Da: “L’Unità” di domenica 14 febbraio 1999 – Roma.

Il difetto di fondo che ha penalizzato sinora in Italia l’intervento del volontariato nella protezione civile, al di là della facile e interessata retorica, è consistito nel considerare la catastrofe come un problema del “giorno dopo” anziché del “giorno prima”.

Lo dice Massimo Barra responsabile dell’Ispettorato Nazionale Volontari del Soccorso della Croce Rossa Italiana.

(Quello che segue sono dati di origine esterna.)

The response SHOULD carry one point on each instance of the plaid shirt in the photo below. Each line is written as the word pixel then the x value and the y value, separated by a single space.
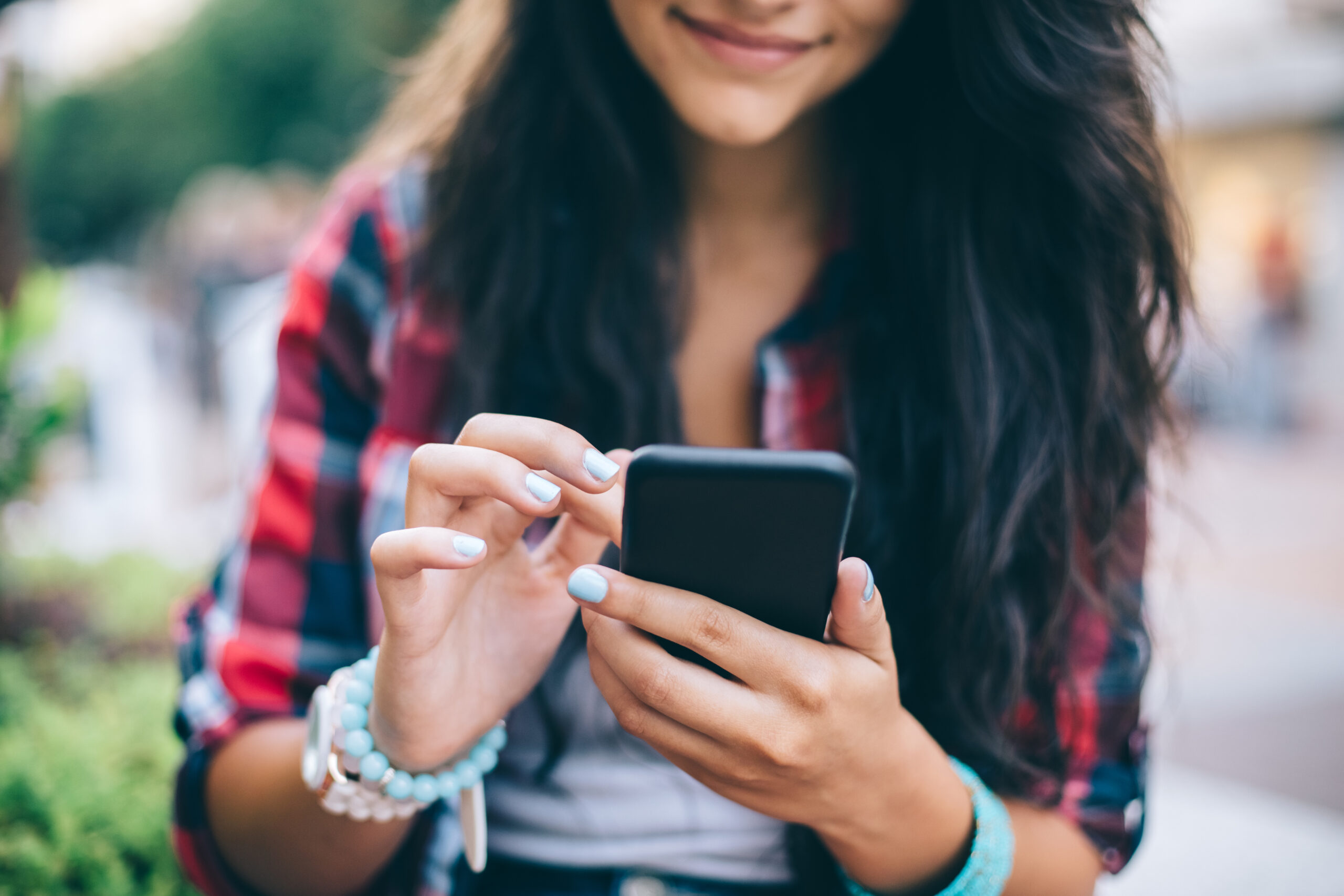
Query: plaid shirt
pixel 362 382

E l’immagine “emergenziale” riflette perfettamente quella televisiva o l’altra dedotta dalla lettura dei giornali di un pronto accorrere di uomini, soprattutto giovani, sul luogo della sciagura, frana, valanga, alluvione, incendio, in un mix frenetico di generosità, spirito di sacrificio, onestissimo senso della solidarietà, ma anche volontà, un poco narcisistica un poco egoistica, di “emergere”.

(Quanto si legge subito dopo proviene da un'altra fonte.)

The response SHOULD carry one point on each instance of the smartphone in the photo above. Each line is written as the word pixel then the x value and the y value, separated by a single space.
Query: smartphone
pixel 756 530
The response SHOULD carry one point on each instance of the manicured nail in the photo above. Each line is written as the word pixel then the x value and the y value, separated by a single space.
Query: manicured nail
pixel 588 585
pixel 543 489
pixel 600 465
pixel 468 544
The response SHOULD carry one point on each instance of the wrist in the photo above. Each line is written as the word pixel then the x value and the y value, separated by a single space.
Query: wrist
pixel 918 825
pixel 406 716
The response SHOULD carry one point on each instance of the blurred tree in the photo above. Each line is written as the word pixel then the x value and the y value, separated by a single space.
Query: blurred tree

In ogni caso sono imprese sempre del “giorno dopo”, mai dunque o raramente riversate in attività di prevenzione. “A cose fatte – racconta appunto Barra – partono schiere di individui, cittadini di un Paese dove l’individualismo è legge, tra loro indipendenti o aderenti a organizzazioni che nulla dovrebbero avere a che vedere con la protezione civile, scoordinati, spinti da un impulso convenzionalmente accettato come altruistico e quindi, socialmente rispettabile, in realtà spesso mossi solo dal desiderio di evadere dallo squallore della vita quotidiana e dalla necessità di autogratificarsi sentendosi buoni…

Tutto ciò crea solo danno e scompiglio in una zona di operazioni dove – viceversa – ogni secondo è prezioso per salvare una vita”. La prima regola dovrebbe essere invece dettata dalla costante preparazione. Il volontariato di Protezione Civile non si improvvisa… .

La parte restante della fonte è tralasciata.